Una lite furibonda con una parente. Intervengono gli agenti della polizia per dare gli animi ma lei una donna di 38 anni, si scaglia anche contro di loro. Arrestata dai poliziotti per resistenza e lesioni a pubblico ufficiale e denunciata dalla cugina per le minacce e le percosse di cui, stando alle accuse, è stata vittima.

La ricostruzione
Gli agenti del reparto Volanti della questura, coordinati dal dottore Antonio Magno, hanno arrestato la romena per resistenza e lesioni a pubblico ufficiale.

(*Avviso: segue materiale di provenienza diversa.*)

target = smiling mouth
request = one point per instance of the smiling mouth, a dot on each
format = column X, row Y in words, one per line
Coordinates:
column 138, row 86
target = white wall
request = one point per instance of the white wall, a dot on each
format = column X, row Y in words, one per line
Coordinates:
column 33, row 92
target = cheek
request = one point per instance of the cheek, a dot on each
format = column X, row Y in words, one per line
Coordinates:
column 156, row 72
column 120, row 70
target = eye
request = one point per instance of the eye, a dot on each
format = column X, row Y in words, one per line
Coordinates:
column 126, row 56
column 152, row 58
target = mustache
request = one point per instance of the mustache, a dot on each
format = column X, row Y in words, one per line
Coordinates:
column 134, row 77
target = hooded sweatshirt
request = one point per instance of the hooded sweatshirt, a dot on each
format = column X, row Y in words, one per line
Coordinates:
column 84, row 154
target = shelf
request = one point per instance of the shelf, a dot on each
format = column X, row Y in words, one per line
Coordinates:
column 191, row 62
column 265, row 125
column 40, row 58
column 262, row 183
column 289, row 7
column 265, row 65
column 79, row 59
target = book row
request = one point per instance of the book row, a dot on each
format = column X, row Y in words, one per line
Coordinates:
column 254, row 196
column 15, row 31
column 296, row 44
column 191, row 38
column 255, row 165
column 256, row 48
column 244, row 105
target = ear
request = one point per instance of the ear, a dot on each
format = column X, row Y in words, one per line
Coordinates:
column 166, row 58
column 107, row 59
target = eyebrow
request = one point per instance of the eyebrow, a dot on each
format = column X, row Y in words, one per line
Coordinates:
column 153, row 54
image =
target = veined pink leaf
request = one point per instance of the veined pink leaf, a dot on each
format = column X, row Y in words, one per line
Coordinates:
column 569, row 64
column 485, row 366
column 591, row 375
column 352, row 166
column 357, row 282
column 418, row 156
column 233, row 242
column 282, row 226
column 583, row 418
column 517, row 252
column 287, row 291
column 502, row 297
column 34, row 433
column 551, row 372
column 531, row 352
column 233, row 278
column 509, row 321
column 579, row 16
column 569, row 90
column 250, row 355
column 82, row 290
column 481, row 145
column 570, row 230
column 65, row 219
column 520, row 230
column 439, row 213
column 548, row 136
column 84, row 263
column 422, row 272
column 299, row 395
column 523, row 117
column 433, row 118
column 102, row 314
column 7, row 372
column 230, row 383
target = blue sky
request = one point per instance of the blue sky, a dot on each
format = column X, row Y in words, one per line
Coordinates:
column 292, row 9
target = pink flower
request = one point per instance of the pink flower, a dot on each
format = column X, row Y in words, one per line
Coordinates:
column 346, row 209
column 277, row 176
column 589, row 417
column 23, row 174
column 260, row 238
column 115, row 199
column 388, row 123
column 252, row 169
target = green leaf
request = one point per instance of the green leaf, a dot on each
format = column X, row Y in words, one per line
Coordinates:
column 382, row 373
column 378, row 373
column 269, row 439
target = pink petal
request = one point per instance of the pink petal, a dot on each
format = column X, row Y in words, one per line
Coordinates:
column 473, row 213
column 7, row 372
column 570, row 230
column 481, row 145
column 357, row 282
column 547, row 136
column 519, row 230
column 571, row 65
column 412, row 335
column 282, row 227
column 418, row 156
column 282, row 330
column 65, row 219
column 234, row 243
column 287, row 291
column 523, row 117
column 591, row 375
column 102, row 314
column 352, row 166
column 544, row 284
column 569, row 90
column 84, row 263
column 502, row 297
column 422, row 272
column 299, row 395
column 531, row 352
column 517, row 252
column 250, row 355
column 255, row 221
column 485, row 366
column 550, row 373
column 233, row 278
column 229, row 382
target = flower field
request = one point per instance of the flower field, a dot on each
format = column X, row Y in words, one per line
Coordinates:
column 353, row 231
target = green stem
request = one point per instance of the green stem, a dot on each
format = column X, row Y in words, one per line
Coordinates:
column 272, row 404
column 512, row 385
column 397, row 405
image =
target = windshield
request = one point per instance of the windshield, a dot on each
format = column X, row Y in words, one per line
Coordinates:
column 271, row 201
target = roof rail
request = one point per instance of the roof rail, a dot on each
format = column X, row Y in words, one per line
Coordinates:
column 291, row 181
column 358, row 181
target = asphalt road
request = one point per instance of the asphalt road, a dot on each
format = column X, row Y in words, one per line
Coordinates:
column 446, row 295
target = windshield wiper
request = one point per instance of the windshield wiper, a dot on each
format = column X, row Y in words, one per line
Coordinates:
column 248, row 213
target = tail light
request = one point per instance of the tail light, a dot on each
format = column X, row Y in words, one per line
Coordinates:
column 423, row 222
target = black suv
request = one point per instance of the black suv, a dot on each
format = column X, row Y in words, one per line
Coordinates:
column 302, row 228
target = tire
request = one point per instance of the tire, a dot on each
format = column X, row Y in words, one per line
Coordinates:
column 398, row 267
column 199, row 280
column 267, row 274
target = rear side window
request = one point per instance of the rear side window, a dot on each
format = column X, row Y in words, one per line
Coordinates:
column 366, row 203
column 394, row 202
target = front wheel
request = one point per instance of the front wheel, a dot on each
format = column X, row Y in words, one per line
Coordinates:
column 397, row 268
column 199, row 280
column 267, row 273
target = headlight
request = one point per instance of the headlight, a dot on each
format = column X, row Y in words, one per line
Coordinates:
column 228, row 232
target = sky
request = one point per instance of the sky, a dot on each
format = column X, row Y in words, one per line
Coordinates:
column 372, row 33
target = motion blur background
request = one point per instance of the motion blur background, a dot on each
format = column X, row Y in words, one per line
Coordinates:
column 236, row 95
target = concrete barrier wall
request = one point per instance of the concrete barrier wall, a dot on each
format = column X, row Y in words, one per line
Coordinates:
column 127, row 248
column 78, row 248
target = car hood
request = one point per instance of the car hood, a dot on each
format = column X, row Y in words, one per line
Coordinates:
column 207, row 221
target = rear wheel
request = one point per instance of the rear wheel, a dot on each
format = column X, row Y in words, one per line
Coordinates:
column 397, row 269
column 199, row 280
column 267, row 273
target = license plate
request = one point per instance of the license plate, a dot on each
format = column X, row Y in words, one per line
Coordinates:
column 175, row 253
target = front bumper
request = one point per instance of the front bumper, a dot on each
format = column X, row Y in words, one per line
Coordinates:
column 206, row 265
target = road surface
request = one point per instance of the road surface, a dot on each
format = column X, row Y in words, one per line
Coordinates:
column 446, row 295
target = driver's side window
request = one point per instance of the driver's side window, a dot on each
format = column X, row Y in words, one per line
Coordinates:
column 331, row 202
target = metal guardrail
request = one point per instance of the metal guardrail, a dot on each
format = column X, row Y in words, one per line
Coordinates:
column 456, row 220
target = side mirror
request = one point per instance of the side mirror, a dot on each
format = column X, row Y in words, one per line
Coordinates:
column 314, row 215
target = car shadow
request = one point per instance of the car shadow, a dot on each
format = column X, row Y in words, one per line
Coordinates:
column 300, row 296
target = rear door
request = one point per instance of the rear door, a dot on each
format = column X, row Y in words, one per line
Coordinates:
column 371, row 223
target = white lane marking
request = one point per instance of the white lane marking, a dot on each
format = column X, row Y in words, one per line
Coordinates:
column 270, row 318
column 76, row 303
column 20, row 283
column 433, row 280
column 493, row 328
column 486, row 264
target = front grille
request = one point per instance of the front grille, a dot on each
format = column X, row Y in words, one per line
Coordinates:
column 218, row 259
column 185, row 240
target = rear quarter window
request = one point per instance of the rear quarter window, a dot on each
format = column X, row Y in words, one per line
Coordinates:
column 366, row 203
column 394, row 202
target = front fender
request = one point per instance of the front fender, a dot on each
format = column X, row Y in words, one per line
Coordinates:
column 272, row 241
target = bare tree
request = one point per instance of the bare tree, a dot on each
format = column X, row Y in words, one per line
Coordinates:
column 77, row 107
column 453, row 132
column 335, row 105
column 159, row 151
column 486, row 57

La donna stava partecipando, nelle vicinanze della sua abitazione, ad una violenta lite con una sua parente e nei confronti dei poliziotti intervenuti aveva assunto, sin da subito, un comportamento aggressivo. La stessa, sempre stando alle accuse per cui è finita nei guai, non soltanto ha colpito con i calci un operatore della polizia di Stato, refertato in seguito nel locale Pronto soccorso, ma ha tentato anche di ferirne un altro scaraventandogli, dalla finestra, una valigia che aveva nella sua disponibilità.

Questa circostanza si era verificata allorquando la donna è stata invitata a mostrare i documenti e il figlio la esortava a salire nell'appartamento per prenderli e poterli così esibire. Gli agenti delle Volanti hanno proceduto, quindi, con l'arresto nei confronti della trentottenne, ponendo fine alla condotta pericolosa e violenta. Nei confronti dell'arrestata è stata presentata anche querela da parte della cugina per le percosse e le minacce ricevute.